Photo: James Nakamura

 

 

 

 

Looking Back

 

These characters stood out in sharp relief during the early days of the pandemic as they freely claimed the spaces around them. But now that these spaces are accommodating larger groups, the shimmering emptiness between them is starting to fill in. A recent trip down there showed that the crowds were back. The reverse walker would have difficulty in this space. The drummer would have a hard time finding the kind of prime parking that allowed him to set up right outside his car and face the beach. And if he was able to do it, I bet the crowd wouldn’t be as appreciative. The lone quarterback would eventually hit someone in the back of the head without a flesh-and-blood receiver to carve out a space to target.  The sunset casts more silhouettes. Things are looking a bit more normal, and the few colorful characters are becoming harder to spot.

 

That’s what I’ll remember. Yes, there was hardship. Yes, anxiety and stress were constant guests. Yes, the news relentlessly barked out hourly developments.

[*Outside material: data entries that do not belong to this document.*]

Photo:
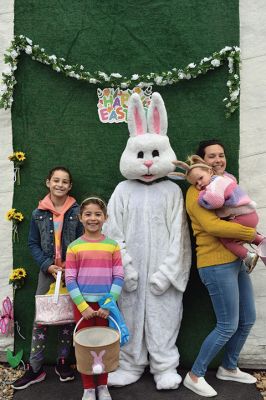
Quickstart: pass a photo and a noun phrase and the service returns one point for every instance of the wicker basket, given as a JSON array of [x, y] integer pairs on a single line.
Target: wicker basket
[[96, 348]]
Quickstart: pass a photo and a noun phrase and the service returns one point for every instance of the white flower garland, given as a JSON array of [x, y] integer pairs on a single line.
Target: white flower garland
[[175, 75]]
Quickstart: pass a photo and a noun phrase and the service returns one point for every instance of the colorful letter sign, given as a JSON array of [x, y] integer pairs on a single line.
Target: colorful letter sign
[[113, 103]]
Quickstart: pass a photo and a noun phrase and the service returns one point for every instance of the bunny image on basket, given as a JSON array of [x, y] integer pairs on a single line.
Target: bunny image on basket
[[98, 365], [147, 218]]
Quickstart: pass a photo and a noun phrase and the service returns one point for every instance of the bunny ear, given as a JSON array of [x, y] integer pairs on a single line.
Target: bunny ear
[[136, 118], [195, 159], [181, 164], [157, 115]]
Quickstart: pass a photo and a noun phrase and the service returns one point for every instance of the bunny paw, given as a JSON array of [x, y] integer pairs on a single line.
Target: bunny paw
[[167, 380]]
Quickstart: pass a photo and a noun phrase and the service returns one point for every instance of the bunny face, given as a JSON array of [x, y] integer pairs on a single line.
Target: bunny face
[[148, 154], [147, 157]]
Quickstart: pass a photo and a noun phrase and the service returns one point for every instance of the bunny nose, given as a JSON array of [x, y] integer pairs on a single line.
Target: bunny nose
[[148, 163]]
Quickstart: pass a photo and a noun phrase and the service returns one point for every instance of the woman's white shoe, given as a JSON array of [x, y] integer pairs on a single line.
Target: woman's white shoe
[[201, 387], [238, 376]]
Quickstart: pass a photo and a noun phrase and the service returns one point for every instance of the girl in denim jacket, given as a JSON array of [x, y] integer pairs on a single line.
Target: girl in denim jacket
[[54, 224]]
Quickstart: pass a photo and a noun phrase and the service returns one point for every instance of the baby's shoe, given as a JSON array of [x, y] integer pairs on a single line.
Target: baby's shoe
[[89, 394], [103, 393], [250, 261]]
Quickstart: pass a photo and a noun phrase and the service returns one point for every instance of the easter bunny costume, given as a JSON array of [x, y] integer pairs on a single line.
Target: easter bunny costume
[[147, 218]]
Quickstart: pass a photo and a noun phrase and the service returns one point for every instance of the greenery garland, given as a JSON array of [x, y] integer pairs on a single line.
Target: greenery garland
[[175, 75]]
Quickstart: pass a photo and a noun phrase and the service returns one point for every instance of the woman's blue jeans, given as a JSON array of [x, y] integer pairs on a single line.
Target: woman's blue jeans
[[231, 293]]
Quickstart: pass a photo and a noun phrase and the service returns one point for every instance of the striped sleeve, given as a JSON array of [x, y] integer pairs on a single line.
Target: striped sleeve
[[118, 273], [71, 273]]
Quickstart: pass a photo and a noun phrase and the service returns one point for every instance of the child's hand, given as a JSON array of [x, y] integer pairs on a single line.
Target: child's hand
[[103, 313], [53, 269], [89, 313]]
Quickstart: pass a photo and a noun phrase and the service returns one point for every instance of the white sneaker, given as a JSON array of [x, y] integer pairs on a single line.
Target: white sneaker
[[103, 393], [89, 394], [238, 376], [201, 387]]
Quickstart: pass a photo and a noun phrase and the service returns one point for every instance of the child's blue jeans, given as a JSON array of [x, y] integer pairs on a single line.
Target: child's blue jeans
[[231, 293]]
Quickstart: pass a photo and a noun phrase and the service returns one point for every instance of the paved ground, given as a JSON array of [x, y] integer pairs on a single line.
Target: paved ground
[[144, 389]]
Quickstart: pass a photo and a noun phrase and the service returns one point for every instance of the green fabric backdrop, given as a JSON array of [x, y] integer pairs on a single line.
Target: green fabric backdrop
[[55, 119]]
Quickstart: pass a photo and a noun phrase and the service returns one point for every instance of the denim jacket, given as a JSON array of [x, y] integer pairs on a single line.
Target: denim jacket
[[41, 236]]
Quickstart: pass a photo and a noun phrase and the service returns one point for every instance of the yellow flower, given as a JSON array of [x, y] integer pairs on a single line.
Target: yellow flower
[[20, 156], [19, 216], [17, 276], [10, 214], [21, 272], [12, 157]]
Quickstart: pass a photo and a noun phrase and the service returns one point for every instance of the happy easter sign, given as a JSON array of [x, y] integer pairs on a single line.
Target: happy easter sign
[[113, 103]]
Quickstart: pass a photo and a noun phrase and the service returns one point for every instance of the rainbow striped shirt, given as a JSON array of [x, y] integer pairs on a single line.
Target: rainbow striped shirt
[[93, 269]]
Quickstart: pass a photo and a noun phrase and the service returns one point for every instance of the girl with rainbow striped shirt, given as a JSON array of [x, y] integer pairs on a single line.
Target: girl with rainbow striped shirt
[[93, 269]]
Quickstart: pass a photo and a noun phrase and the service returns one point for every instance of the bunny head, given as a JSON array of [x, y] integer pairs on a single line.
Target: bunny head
[[148, 154]]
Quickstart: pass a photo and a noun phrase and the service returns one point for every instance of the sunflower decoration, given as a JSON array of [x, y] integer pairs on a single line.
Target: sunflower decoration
[[18, 157], [17, 277], [15, 217]]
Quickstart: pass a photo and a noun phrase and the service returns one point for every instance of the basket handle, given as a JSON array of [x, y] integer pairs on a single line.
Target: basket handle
[[57, 287], [109, 317]]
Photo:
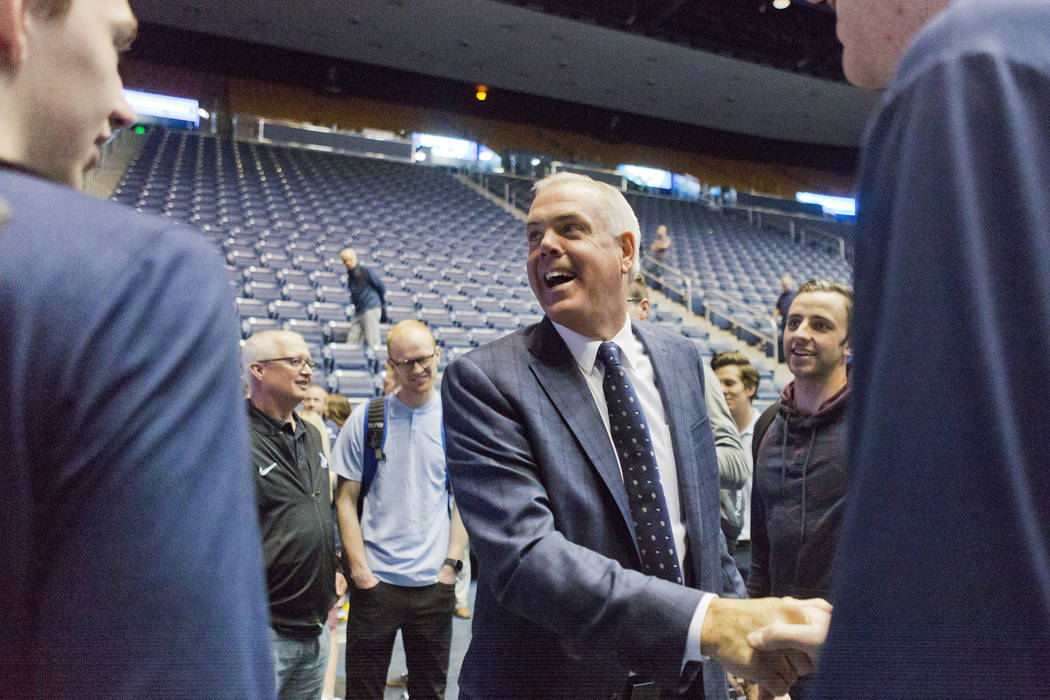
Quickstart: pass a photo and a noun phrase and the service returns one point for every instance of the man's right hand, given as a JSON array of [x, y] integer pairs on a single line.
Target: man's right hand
[[365, 580], [728, 622]]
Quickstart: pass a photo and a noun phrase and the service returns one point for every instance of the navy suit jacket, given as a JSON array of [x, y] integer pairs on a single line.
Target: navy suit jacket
[[562, 608]]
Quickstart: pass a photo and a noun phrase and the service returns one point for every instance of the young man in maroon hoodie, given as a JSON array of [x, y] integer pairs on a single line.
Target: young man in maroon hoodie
[[801, 473]]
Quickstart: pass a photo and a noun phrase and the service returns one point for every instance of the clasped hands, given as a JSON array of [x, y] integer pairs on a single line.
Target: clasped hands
[[769, 641]]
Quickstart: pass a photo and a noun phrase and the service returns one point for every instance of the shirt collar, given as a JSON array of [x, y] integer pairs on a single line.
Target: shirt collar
[[584, 349], [275, 425]]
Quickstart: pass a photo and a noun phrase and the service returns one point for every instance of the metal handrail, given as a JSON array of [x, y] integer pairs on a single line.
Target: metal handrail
[[758, 313], [687, 293]]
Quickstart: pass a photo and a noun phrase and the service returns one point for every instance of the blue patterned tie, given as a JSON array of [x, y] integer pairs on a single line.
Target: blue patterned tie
[[630, 437]]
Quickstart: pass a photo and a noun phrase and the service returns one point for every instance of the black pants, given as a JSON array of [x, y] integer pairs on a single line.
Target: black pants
[[423, 614]]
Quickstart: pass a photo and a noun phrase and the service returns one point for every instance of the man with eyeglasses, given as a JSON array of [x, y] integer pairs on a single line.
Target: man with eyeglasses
[[292, 493], [405, 544]]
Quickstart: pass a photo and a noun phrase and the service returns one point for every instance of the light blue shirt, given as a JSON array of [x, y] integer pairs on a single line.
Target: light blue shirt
[[404, 521]]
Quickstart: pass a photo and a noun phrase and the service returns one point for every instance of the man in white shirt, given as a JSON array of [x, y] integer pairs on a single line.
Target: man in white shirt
[[739, 383], [601, 563]]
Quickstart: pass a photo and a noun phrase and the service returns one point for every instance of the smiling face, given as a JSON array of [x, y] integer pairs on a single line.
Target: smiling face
[[278, 379], [815, 336], [737, 395], [66, 89], [578, 269], [413, 359], [316, 400]]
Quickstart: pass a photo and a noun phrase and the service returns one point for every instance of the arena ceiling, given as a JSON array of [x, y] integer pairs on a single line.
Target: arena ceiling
[[735, 66]]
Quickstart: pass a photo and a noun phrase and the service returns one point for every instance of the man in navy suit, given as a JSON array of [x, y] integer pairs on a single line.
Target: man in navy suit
[[130, 547], [563, 608], [942, 580]]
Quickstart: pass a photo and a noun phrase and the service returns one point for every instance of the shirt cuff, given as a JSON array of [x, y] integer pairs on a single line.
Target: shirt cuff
[[693, 638]]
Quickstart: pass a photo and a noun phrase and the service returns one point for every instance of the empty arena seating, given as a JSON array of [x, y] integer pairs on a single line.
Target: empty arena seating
[[281, 215], [447, 255]]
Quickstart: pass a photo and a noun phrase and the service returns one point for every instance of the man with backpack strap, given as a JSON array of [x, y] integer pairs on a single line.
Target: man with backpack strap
[[401, 533]]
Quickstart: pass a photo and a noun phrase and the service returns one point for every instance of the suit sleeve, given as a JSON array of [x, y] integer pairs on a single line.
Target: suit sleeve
[[733, 467], [150, 487], [758, 577], [587, 599]]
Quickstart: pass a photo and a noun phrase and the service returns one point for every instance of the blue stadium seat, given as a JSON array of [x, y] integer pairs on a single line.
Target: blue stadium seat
[[341, 356], [326, 311], [251, 306], [289, 310], [311, 331], [469, 319], [354, 384], [303, 293], [252, 325], [336, 332]]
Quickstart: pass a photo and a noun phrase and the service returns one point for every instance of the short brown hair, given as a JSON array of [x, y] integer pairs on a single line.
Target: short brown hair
[[828, 285], [749, 376], [48, 8], [338, 408]]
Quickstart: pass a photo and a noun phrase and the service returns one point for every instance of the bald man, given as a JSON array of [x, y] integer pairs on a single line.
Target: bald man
[[405, 544], [292, 493]]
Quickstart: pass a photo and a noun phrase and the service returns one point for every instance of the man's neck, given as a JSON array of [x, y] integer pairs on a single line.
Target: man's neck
[[811, 394], [274, 409], [742, 417], [415, 400]]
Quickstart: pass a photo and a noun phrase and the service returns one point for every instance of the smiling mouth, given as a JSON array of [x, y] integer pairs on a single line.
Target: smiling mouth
[[559, 277]]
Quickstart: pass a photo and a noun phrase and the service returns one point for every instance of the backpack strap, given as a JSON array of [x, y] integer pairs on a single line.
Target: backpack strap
[[761, 425], [375, 437]]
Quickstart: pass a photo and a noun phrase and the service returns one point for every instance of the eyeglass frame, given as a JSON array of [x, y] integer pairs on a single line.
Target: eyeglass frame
[[296, 362], [423, 361]]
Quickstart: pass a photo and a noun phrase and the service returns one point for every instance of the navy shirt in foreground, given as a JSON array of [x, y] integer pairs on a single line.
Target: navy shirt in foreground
[[942, 584], [131, 553]]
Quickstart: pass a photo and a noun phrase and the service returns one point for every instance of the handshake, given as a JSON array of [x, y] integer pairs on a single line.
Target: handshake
[[769, 641]]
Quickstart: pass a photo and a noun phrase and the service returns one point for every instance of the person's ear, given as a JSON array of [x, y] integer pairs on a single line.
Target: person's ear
[[628, 250], [13, 35]]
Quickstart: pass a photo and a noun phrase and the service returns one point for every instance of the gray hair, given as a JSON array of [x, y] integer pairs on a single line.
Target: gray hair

There were bright spots—our loving families and our love for each other helped us through. My wife and I were fortunate to be employed through it all. We found ways to celebrate the holidays. All of this will be housed in memory within the framework of these weekend days—our increasingly weathered grill’s shadow slowly stretching along the grass, and my beautifully serene wife sitting contentedly, pointing out the magical regulars as they appeared.